Au cœur des préoccupations écologiques et économiques, le livre d'occa-sion provoque des débats, notamment pendant les dernières Rencontres nationales de la librairie. Or ce marché ne profite pas toujours aux librairies, même si certains nouveaux horizons se dessinent.

L'étude menée par la Sofia et le ministère de la Culture révèle que la librairie ne représente que 6 % des circuits d'achat privilégiés pour le livre d'occasion. Parmi les 175 librairies qui ont répondu à cette enquête, seules 20 % proposent de l'occa-sion, dont la moitié ne le fait que lors d'événements ponctuels comme des bourses aux livres. Pourtant, plusieurs librairies spécialisées dans l'occasion ouvrent chaque année, et des rayons dédiés fleurissent depuis une dizaine d'années dans les librairies généralistes.

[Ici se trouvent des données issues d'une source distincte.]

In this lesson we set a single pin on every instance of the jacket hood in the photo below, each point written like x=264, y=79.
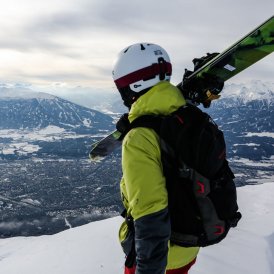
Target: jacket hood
x=162, y=99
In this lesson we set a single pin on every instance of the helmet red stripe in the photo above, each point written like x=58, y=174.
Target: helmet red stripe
x=142, y=74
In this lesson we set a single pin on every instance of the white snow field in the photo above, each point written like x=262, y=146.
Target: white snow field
x=94, y=248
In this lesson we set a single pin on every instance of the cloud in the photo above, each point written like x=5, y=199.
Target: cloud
x=77, y=41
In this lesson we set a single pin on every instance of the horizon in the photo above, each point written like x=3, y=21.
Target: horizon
x=73, y=45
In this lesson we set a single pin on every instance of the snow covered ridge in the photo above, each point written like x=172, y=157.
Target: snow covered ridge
x=15, y=93
x=94, y=248
x=250, y=91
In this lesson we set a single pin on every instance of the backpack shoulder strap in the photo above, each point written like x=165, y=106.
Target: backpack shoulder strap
x=149, y=121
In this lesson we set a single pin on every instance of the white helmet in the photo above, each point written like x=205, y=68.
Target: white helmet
x=141, y=66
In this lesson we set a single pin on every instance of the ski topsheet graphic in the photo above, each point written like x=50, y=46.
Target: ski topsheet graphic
x=247, y=51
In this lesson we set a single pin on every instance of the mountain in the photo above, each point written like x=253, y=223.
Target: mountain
x=245, y=113
x=94, y=248
x=30, y=110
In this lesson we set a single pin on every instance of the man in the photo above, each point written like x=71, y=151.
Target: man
x=142, y=73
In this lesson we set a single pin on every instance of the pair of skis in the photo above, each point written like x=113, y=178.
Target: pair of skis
x=247, y=51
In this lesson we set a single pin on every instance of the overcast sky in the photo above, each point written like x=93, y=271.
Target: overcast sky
x=71, y=43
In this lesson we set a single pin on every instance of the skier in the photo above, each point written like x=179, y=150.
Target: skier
x=142, y=73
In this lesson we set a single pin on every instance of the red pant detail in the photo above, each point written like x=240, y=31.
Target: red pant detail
x=181, y=270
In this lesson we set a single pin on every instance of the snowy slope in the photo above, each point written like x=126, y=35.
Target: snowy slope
x=94, y=248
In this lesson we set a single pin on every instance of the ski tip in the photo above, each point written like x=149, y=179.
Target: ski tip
x=94, y=158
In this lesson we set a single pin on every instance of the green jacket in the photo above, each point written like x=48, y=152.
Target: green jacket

Parmi les spécialisées, Le Bibliovore a ouvert sa première boutique à Tours en 2015 après avoir vendu dans des brocantes pendant trois ans. Chaque boutique fonctionne avec un prix unique (3 € un livre, 10 € les 4) et le groupe lance ce mois-ci une 10e enseigne au Mans, gérée par Roseline Hui-Bon-Hoa : « C'est avant tout un réseau, dans lequel on reçoit beaucoup de conseils et de soutien. » D'autres enseignes racontent leur mauvaise expérience avec l'occa-sion et les raisons pour lesquelles ils ont abandonné leur espace dédié. L'Oiseau siffleur, à Valence, avait construit sa marque autour d'un concept qui mêlait la vente de livres d'occasion et neufs. « Ce n'est pas le même métier, il faut beaucoup de stock, avoir le temps de trier, stocker ses ouvrages... », précise le libraire, qui a finalement dû interrompre son offre en occasion et se concentrer sur le neuf pour maintenir son chiffre d'affaires au beau fixe.

La BD et la jeunesse restent les segments les plus dynamiques en occasion (comme pour le marché du neuf). Les librairies d'occasion spécialisées connaissent une belle période : la demande ne cesse d'augmenter. Pour Vladimir Lecointre, libraire chez Aaapoum Bapoum (spécialisée en BD d'occasion depuis 1994), la tendance d'aujourd'hui à envoyer les livres au pilon beaucoup plus rapidement qu'auparavant génère plus vite l'épuisement d'un titre. Résultat : certains livres deviennent rapidement des pièces rares, voire de collection. Il précise : « Cela attire un public de collectionneurs, mais aussi de néocollectionneurs, comme il en existe déjà dans le manga. » Dans un tout autre univers, celui des librairies francophones à l'étranger, Jeanne Lepine a ouvert en avril dernier la librairie -L'Occasion rêvée, dédiée à la communauté d'expatriés à Barcelone. La clientèle, très attirée par la seconde main, raffole des livres jeunesse à bas prix. Les clients y déposent leurs propres livres contre des bons d'achats, et la boutique tourne avec 12 000 livres (300 entrent et 200 sortent toutes les semaines).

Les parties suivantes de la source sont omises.